RANDU example

This example is adapted from Tyler et al. (2009) and illustrates the behavior of ICS on data generated by the well-known RANDU pseudo-random number generator.

The way in which RANDU generates its numbers is somewhat deterministic. Upon closer inspection, a structure can be seen in the data, which becomes clearer when the ICS method is applied. The example highlights how ICS is able to identify informative directions associated with these dependencies, in contrast to variance-based approaches such as PCA.

from icspylab import ICS, plot_ics
from icspylab.distributions import generate_randu
from sklearn.decomposition import PCA
from sklearn.preprocessing import StandardScaler
import matplotlib.pyplot as plt

The dataset is generated using the icspylab.distributions.generate_randu() function.

X = generate_randu()
print("X shape:", X.shape)

X shape: (400, 3)

The plot below illustrates the generated RANDU dataset in three dimensions.

fig = plt.figure()
ax = fig.add_subplot(projection="3d")
ax.scatter(X[:, 0], X[:, 1], X[:, 2], s=2)
plt.show()

In three-dimensional space, each point represents 3 consecutive pseudorandom values, and it is known that these points fall in one of 15 two-dimensional planes.

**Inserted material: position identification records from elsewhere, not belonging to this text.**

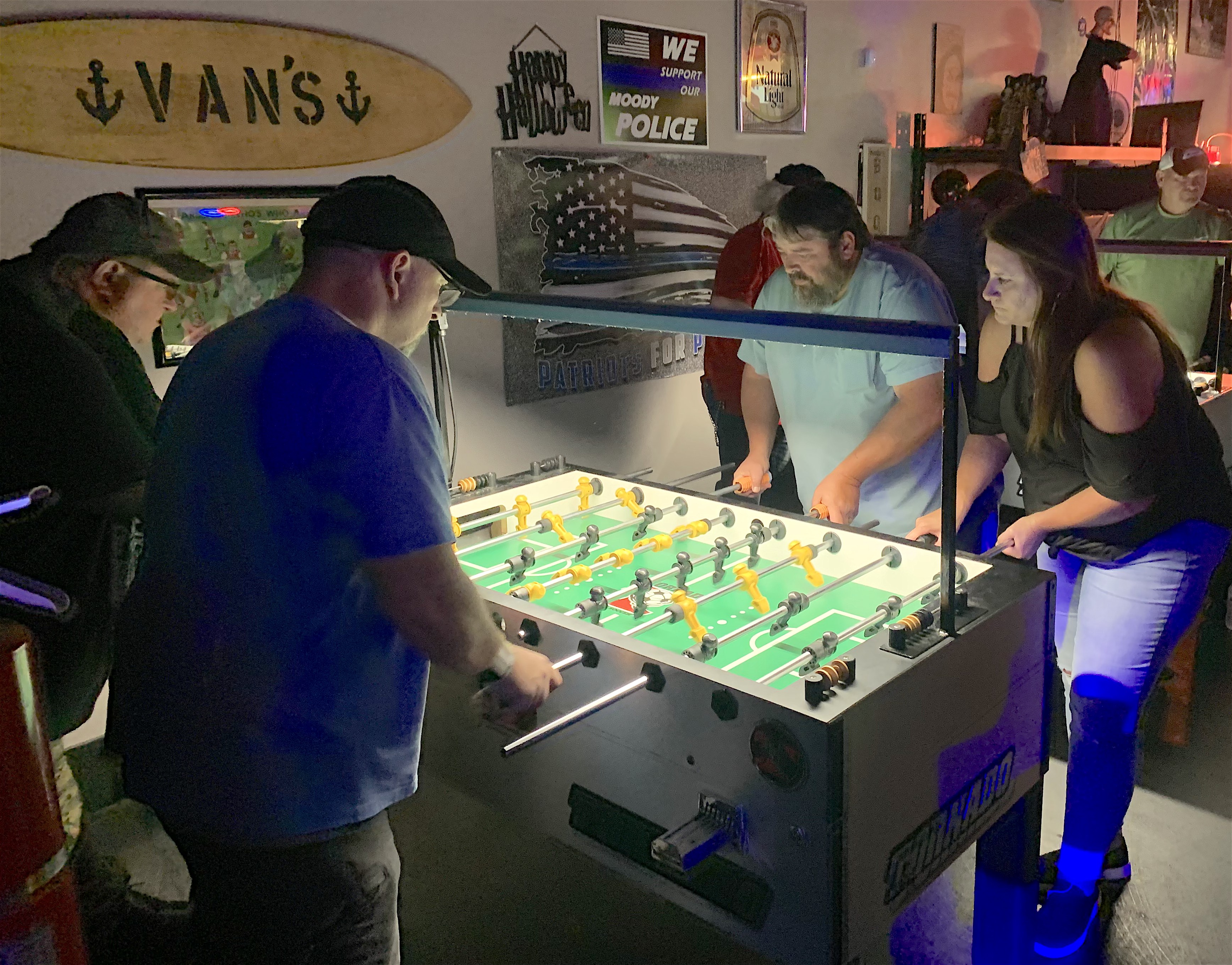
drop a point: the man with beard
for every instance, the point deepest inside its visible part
(864, 427)
(1178, 289)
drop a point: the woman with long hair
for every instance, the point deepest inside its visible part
(1128, 502)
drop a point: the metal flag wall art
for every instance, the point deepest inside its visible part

Applying ICS yields the following invariant components, which clearly exhibit those planes on the last component.

ics = ICS(S1="cov", S2="tcovAxis", algorithm="standard")
X_ics = ics.fit_transform(X)
plot_ics(X_ics)

On the contrary, the underlying structure of RANDU is not visible on the first principal components.

# Compute the principal components
scaler = StandardScaler().set_output(transform="pandas")
X_scaled = scaler.fit_transform(X)

pca = PCA(n_components=2)
X_pca = pca.fit_transform(X_scaled)

# Plot the principal components
plt.figure(figsize=(5, 5))
plt.scatter(X_pca[:, 0], X_pca[:, 1], alpha=0.7)
plt.title("PCA projection of the simulated dataset \n(first two components)")
plt.xlabel("Principal component 1")
plt.ylabel("Principal component 2")
plt.axis("equal")
plt.show()